My brother should have heard the flat tone in my voice this previous week as a result of he invited me as much as his home for a pancake brunch yesterday morning (Sunday). It was good to see him and my sister-in-law and he’s a better cook than I’m. By far.

I had a Zoom session with my psychiatrist, Dr. Lev, on Monday and admitted to her I was struggling. I informed her I purchased a lightweight remedy field, and in the identical breath, I stated I guess it didn’t work as a result of I don’t have seasonal affective disorder. She didn’t wish to raise the dosage of any of my present antidepressants, so she began me on a micro-dose of a thyroid remedy as an adjunct to the antidepressant. First I’ve heard of this, however I believe her implicitly. I’ve to take it on an empty stomach, so I often take it at about 2 or 3 a.m., after I first stand up, so I can have my coffee. I’ve been combating insomnia for close to 2 years. I don’t even attempt to return to sleep anymore.

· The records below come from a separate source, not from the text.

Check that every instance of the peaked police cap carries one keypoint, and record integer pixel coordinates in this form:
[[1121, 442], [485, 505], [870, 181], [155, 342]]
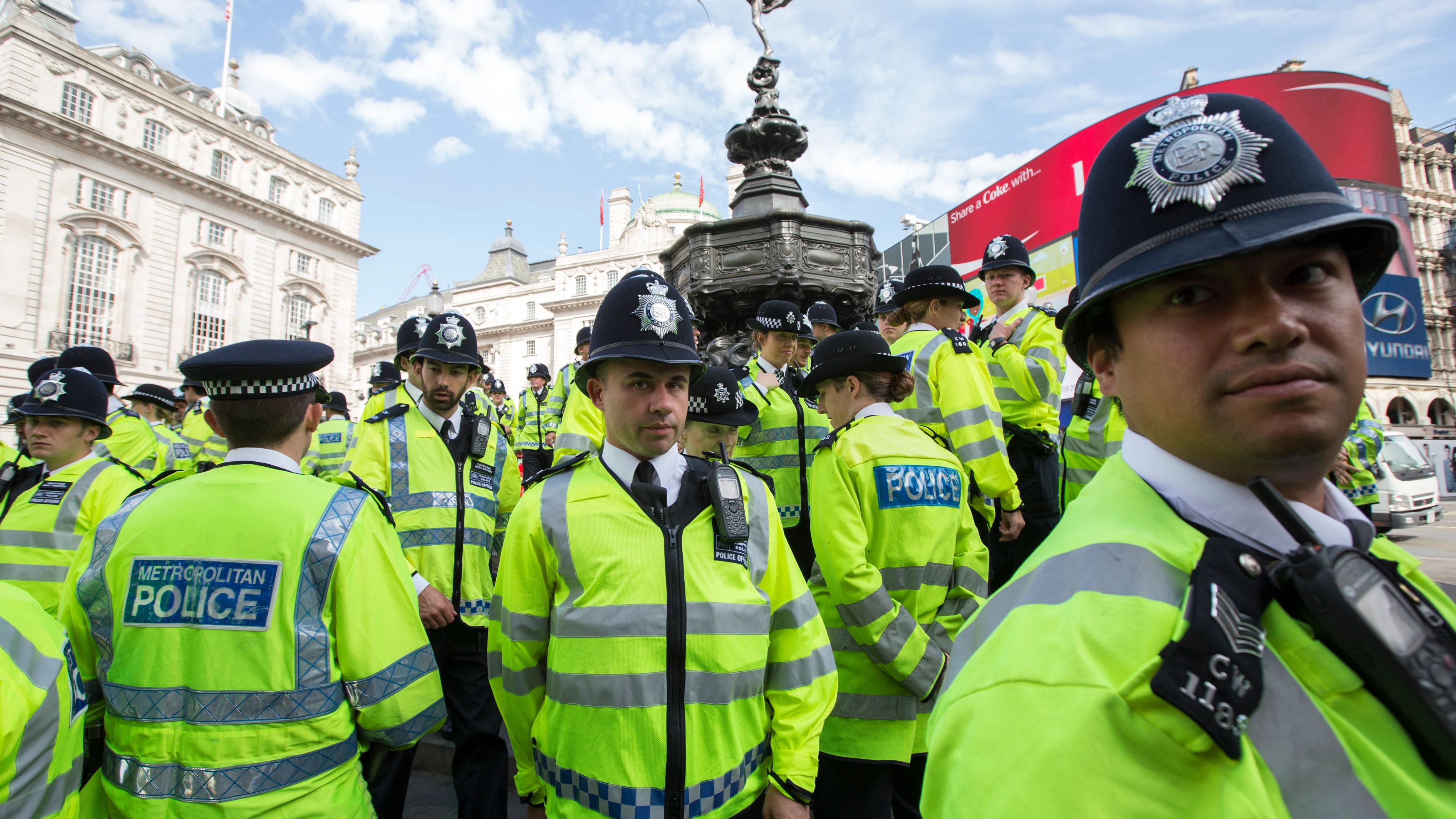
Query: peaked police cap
[[1205, 178], [449, 339], [644, 318], [69, 393]]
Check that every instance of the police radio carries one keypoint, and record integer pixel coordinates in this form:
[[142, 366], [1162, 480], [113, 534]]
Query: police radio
[[727, 497], [1379, 625]]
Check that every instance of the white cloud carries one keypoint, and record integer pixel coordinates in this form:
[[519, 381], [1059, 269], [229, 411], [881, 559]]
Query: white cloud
[[295, 82], [388, 117], [449, 149]]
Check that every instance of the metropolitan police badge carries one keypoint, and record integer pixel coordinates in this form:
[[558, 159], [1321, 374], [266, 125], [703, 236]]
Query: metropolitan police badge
[[657, 312], [451, 334], [1194, 158]]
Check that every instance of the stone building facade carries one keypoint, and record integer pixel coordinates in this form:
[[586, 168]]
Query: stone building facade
[[140, 217]]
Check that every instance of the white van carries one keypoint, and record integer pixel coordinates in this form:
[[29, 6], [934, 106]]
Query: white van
[[1409, 486]]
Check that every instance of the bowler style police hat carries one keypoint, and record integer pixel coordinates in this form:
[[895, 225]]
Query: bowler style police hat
[[935, 281], [1203, 178], [69, 393], [92, 360], [1007, 252], [643, 316], [261, 369], [849, 353], [717, 399], [449, 339]]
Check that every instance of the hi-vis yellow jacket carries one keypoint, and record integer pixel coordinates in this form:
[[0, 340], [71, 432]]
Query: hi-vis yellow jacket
[[953, 398], [644, 680], [448, 511], [239, 670], [41, 713], [899, 569]]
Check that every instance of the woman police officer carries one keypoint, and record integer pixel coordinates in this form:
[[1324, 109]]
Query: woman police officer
[[899, 569], [781, 441]]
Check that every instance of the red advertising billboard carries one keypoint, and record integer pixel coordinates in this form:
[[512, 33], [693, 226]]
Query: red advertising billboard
[[1346, 120]]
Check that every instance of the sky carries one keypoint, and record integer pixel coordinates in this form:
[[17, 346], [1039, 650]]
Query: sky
[[469, 113]]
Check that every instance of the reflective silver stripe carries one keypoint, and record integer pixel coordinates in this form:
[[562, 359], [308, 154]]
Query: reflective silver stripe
[[874, 706], [1103, 568], [27, 539], [392, 678], [794, 613], [867, 610], [650, 690], [1315, 777], [169, 780], [32, 572], [408, 731], [797, 674]]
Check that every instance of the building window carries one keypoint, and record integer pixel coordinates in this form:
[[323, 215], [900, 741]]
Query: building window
[[297, 310], [222, 166], [155, 137], [209, 324], [76, 102], [92, 297]]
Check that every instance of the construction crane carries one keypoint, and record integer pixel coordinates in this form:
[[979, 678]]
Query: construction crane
[[410, 289]]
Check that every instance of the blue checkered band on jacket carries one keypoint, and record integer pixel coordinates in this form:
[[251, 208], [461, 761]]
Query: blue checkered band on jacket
[[262, 386], [621, 802]]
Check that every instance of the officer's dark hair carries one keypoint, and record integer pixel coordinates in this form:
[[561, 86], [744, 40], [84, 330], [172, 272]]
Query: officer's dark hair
[[889, 388], [261, 422]]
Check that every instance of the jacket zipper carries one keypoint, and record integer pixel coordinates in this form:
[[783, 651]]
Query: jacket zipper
[[676, 674]]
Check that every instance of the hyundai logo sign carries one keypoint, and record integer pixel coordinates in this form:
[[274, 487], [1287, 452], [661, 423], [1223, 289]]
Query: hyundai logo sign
[[1389, 313]]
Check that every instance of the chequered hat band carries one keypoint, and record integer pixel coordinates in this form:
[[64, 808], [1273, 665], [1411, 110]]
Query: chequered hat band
[[262, 386]]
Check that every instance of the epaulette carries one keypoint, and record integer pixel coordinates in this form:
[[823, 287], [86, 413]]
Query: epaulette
[[957, 341], [388, 412], [561, 468], [126, 466], [379, 497]]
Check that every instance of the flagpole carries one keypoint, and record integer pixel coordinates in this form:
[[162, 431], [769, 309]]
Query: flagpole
[[228, 57]]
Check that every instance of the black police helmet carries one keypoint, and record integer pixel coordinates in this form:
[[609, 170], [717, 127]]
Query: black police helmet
[[1203, 178], [717, 399], [449, 339], [935, 281], [91, 359], [69, 393], [1007, 252], [823, 312], [644, 318], [40, 369], [849, 353]]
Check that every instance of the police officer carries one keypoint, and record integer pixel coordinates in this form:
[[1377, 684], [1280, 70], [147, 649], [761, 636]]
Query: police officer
[[899, 569], [1221, 303], [131, 440], [155, 403], [716, 411], [533, 433], [823, 319], [452, 483], [1024, 353], [49, 507], [242, 668], [331, 440], [207, 445], [953, 396], [781, 443], [41, 703], [637, 678]]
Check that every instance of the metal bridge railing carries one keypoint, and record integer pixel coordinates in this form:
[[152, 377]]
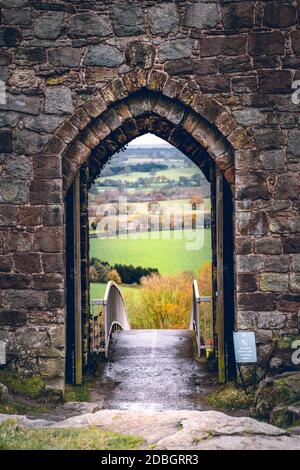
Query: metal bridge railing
[[108, 314], [202, 320]]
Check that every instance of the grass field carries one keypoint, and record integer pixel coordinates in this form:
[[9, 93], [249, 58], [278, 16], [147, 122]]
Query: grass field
[[168, 256], [97, 290], [171, 174]]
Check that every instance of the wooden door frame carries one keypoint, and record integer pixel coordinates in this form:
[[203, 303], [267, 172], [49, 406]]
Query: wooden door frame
[[223, 274], [73, 283]]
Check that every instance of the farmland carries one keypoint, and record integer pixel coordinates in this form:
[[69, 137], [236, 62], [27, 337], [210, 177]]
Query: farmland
[[167, 255], [138, 207]]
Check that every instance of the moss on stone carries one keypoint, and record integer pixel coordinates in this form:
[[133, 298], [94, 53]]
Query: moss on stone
[[32, 387], [230, 397], [78, 392], [284, 342], [13, 436]]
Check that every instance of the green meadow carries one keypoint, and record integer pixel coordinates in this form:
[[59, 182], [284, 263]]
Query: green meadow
[[167, 255]]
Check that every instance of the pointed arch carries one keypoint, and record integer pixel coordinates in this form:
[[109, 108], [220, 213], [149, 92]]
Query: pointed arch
[[141, 102]]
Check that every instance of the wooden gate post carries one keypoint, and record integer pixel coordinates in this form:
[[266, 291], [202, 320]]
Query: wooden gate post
[[77, 281], [220, 275]]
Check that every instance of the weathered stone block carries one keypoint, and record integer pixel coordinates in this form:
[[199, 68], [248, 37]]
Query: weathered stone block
[[140, 54], [268, 245], [30, 216], [5, 58], [287, 186], [277, 264], [270, 320], [274, 81], [128, 19], [100, 74], [296, 262], [214, 84], [267, 43], [269, 139], [243, 245], [22, 104], [12, 318], [274, 282], [163, 18], [273, 159], [31, 55], [175, 49], [30, 143], [179, 67], [17, 16], [291, 244], [205, 66], [13, 191], [279, 15], [249, 263], [201, 15], [64, 57], [24, 299], [10, 37], [49, 239], [47, 281], [27, 262], [295, 282], [56, 299], [53, 215], [51, 367], [8, 119], [5, 264], [6, 141], [295, 35], [14, 281], [104, 55], [249, 117], [53, 263], [23, 78], [284, 223], [235, 64], [58, 100], [238, 15], [18, 166], [49, 25], [222, 45], [8, 215], [57, 336], [87, 24], [244, 84], [249, 223], [294, 142], [246, 283], [257, 301]]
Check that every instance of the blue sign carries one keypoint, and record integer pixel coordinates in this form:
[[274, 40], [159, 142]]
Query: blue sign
[[245, 347]]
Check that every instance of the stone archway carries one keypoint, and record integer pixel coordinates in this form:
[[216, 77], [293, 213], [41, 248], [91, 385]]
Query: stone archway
[[118, 115], [118, 106]]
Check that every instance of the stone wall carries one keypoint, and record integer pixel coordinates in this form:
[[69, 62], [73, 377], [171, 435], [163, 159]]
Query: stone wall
[[64, 63]]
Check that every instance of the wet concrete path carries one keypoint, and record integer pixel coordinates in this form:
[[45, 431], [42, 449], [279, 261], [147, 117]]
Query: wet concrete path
[[152, 369]]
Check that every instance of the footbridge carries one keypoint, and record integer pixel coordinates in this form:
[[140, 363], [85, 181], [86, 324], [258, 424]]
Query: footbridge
[[150, 369]]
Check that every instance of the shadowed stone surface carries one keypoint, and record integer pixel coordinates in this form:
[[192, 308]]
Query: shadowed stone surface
[[180, 429], [231, 62], [152, 369]]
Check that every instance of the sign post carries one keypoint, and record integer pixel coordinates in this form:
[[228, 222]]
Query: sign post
[[245, 351]]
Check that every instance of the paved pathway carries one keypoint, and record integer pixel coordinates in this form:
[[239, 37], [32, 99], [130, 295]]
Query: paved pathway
[[152, 369]]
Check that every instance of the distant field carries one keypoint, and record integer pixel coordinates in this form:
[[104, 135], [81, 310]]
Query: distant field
[[97, 290], [168, 256], [172, 174]]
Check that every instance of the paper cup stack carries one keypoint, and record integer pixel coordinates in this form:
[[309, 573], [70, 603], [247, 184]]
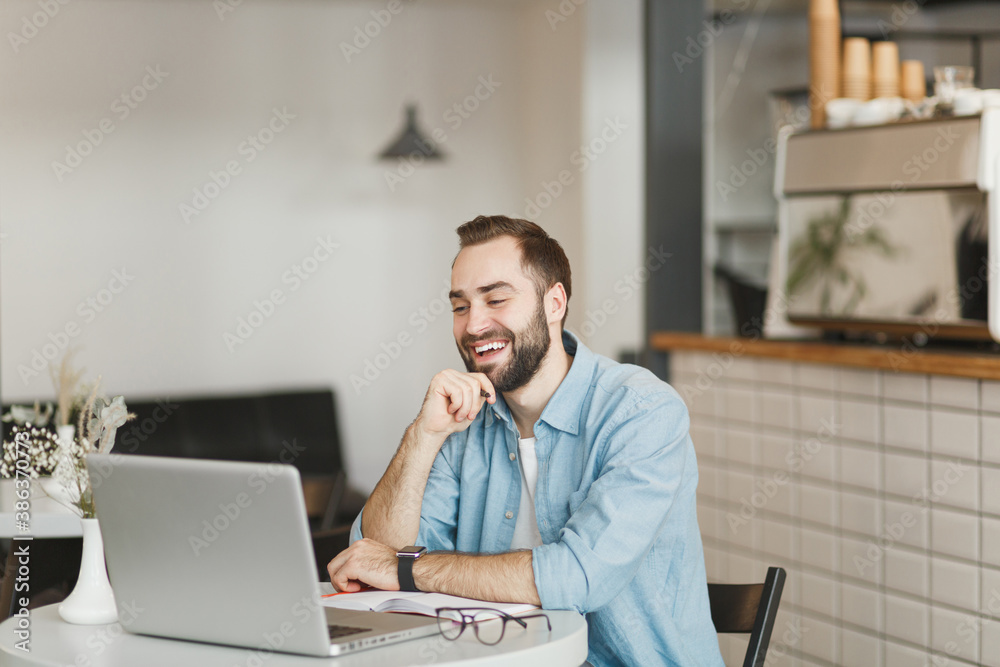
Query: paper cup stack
[[885, 69], [824, 57], [913, 81], [857, 84]]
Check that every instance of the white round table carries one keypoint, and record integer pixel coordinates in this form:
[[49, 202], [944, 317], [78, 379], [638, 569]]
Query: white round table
[[54, 642]]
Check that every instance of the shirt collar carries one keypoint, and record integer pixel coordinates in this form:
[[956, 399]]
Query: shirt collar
[[564, 409]]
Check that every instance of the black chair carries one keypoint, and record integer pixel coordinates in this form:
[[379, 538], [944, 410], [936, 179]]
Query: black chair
[[742, 608]]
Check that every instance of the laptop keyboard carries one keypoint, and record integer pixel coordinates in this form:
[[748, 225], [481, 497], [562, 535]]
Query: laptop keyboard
[[337, 631]]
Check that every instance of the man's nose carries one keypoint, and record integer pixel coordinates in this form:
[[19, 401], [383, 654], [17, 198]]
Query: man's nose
[[479, 321]]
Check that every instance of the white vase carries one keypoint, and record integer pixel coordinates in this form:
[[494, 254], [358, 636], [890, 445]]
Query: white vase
[[92, 601]]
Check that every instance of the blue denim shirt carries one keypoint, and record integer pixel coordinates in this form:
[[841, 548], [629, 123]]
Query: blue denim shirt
[[614, 503]]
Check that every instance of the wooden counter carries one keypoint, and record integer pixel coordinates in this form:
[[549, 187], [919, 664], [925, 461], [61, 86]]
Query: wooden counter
[[901, 357]]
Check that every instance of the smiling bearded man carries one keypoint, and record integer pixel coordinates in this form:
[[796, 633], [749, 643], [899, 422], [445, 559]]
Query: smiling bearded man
[[525, 353], [546, 474]]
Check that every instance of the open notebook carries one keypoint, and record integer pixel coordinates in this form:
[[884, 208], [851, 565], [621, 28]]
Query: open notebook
[[410, 603]]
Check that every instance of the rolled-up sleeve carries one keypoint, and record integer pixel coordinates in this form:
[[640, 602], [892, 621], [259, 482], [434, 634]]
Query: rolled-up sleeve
[[439, 507], [615, 524]]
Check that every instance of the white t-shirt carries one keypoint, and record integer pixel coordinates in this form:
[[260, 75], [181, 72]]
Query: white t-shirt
[[526, 533]]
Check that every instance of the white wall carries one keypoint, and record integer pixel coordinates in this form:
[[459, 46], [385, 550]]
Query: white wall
[[614, 187], [119, 209]]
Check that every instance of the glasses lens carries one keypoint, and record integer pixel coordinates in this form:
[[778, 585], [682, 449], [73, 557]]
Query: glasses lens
[[489, 628], [448, 626]]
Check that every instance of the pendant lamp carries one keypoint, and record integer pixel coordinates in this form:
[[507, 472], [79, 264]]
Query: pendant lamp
[[411, 141]]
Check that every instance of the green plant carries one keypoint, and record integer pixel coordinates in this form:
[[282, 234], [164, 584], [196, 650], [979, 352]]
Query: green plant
[[819, 255]]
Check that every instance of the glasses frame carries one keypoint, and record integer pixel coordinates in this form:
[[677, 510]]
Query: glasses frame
[[469, 619]]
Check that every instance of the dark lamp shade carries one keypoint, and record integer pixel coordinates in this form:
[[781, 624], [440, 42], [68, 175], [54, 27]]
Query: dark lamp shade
[[411, 141]]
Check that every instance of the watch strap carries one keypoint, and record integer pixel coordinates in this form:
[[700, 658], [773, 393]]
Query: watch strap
[[405, 574]]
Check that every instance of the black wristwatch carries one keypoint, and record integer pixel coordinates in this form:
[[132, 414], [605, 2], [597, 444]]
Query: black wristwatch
[[407, 556]]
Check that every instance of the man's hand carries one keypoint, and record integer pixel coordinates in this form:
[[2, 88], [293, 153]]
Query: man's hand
[[365, 562], [452, 402]]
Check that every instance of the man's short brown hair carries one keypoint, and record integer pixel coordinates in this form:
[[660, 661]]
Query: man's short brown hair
[[542, 258]]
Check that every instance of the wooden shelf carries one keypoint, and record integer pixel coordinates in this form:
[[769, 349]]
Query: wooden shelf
[[899, 358]]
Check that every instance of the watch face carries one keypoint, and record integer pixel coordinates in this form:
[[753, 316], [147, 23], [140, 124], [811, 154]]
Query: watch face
[[411, 552]]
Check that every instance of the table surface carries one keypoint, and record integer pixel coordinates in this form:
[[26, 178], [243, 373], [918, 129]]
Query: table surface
[[54, 642]]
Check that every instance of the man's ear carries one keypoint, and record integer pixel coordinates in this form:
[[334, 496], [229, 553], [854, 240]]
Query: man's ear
[[555, 303]]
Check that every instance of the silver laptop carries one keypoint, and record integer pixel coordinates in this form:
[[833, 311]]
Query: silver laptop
[[220, 552]]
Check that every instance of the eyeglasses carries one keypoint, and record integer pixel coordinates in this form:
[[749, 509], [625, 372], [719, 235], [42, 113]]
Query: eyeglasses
[[488, 624]]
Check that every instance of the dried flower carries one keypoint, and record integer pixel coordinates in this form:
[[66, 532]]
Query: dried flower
[[42, 452], [65, 379], [65, 460], [23, 414]]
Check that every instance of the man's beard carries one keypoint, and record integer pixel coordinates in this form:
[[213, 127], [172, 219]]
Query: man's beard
[[527, 349]]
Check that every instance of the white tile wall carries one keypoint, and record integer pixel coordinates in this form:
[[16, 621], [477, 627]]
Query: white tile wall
[[955, 534], [991, 438], [858, 381], [955, 392], [907, 571], [989, 393], [860, 420], [955, 433], [859, 466], [889, 528], [908, 387], [770, 371], [990, 483], [905, 475], [905, 426], [907, 619], [954, 583], [955, 484], [859, 649], [954, 634]]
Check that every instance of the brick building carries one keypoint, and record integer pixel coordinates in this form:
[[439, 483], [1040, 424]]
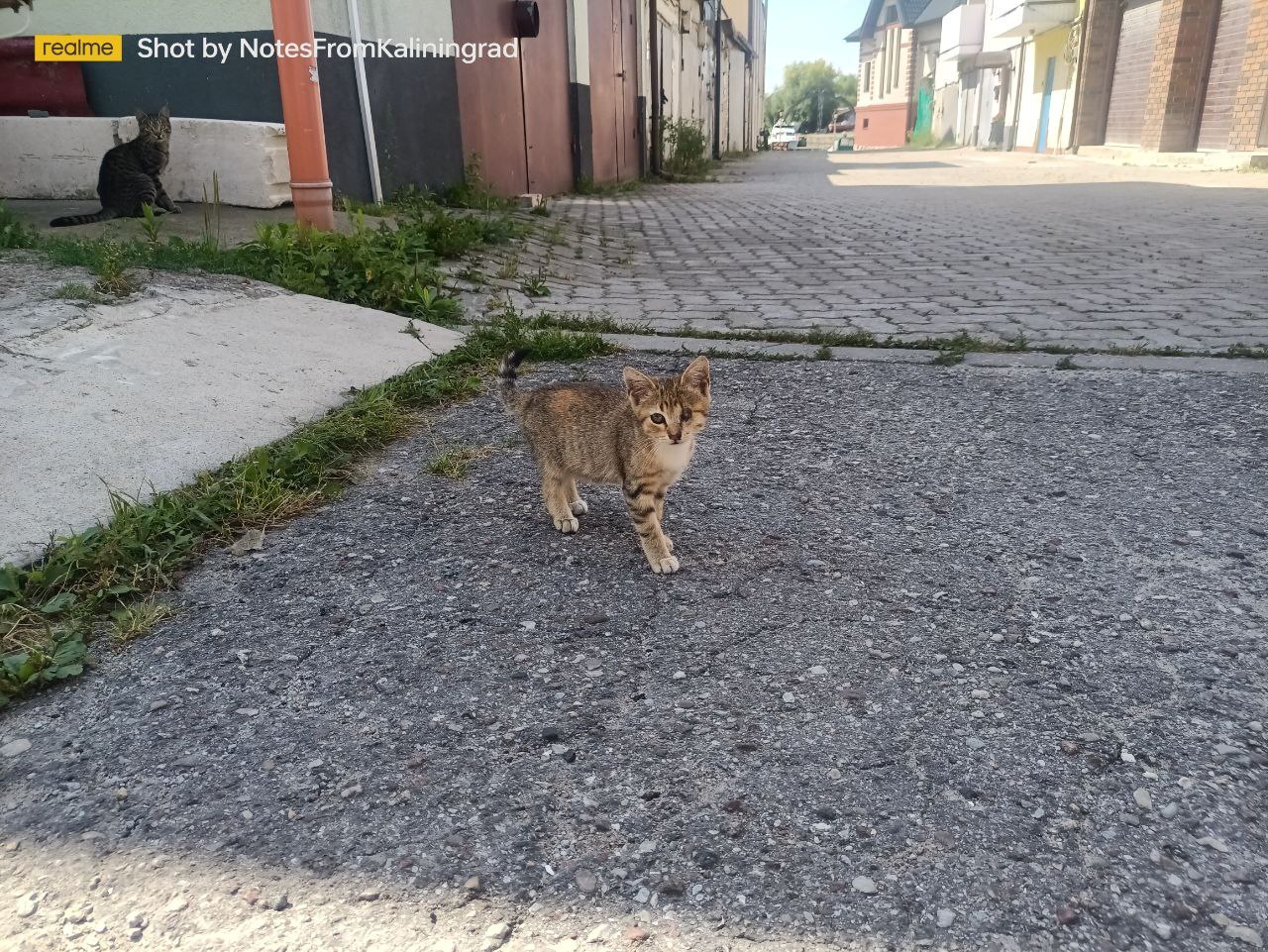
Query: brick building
[[1174, 75]]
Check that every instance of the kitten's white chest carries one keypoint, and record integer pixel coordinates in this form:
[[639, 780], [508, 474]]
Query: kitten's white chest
[[675, 457]]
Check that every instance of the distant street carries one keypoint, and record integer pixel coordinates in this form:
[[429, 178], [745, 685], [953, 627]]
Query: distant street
[[929, 244]]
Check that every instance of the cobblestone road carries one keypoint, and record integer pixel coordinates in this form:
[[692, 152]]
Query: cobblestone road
[[929, 244]]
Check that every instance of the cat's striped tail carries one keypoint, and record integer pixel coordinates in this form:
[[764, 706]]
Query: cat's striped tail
[[105, 214], [506, 377]]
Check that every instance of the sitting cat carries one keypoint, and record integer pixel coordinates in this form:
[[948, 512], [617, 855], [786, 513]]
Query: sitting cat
[[639, 439], [130, 175]]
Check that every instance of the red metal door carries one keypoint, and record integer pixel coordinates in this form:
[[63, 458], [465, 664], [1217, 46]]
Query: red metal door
[[547, 126]]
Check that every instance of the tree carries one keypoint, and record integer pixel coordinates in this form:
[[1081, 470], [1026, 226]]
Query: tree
[[810, 94]]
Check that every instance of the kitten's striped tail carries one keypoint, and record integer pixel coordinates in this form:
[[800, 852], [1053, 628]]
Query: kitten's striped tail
[[105, 214], [506, 376]]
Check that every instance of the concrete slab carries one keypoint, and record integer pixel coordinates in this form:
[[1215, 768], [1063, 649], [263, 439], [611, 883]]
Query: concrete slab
[[148, 393]]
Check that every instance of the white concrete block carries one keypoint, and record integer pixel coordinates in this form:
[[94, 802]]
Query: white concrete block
[[58, 159]]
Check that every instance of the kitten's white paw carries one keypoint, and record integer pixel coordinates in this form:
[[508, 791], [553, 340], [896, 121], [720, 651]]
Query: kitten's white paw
[[665, 567]]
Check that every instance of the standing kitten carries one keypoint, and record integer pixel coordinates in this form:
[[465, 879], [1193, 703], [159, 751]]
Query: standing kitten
[[639, 439], [130, 175]]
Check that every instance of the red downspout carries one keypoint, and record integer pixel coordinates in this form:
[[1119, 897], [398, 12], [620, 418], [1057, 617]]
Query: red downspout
[[301, 110]]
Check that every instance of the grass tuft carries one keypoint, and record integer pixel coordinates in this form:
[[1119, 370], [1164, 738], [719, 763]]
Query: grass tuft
[[456, 461]]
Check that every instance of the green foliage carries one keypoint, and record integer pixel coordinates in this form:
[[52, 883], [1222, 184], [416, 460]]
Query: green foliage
[[687, 154], [108, 575], [77, 290], [810, 93]]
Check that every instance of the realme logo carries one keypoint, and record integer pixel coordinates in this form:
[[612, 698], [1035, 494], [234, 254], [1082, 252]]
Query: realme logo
[[76, 49]]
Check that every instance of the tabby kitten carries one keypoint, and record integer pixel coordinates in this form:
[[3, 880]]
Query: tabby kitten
[[130, 175], [641, 439]]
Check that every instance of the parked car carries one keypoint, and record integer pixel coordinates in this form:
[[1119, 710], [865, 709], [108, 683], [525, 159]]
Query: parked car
[[842, 121]]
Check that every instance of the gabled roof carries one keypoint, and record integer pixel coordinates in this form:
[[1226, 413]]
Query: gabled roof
[[906, 13], [936, 10]]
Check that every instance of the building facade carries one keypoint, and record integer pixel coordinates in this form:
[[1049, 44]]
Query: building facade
[[566, 105]]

Source: © Mary Long | Shutterstock

Every month I meet with different women from the entrepreneur program I was part of in 2018, before I had my stroke. Right now, we’re meeting over Zoom. We assist one another in our respective companies, give one another suggestions and customarily have time. I look forward to getting along with these girls who’ve become my pals. I knew I used to be in bother this previous Saturday after I couldn’t look forward to the meeting to end so I could burrow again below the covers.

To add to the powerful time I used to be going via, I obtained a warning from my supervisor at work concerning my efficiency. I’m not meeting my numbers, however I do know for a fact that neither are my co-workers. I haven’t met my numbers since I began working full-time since getting back from my stroke so I don’t actually know why he’s selecting this month specifically to subject this warning. Part of the explanation, he cites, is the time I take off to attend my medical appointments. I wish to ask him how I’m supposed to decide on between my well being – which admittedly the second half of this 12 months has been a wrestle – and my job? I don’t even wish to know his reply.

The fact is, usually after I begin to feel depressed, I feel concerned because I understand how quickly things can go downhill. I imagine that’s why Dr. Lev prescribed the remedy. Right now, I just feel depressed and flat. That is frightening.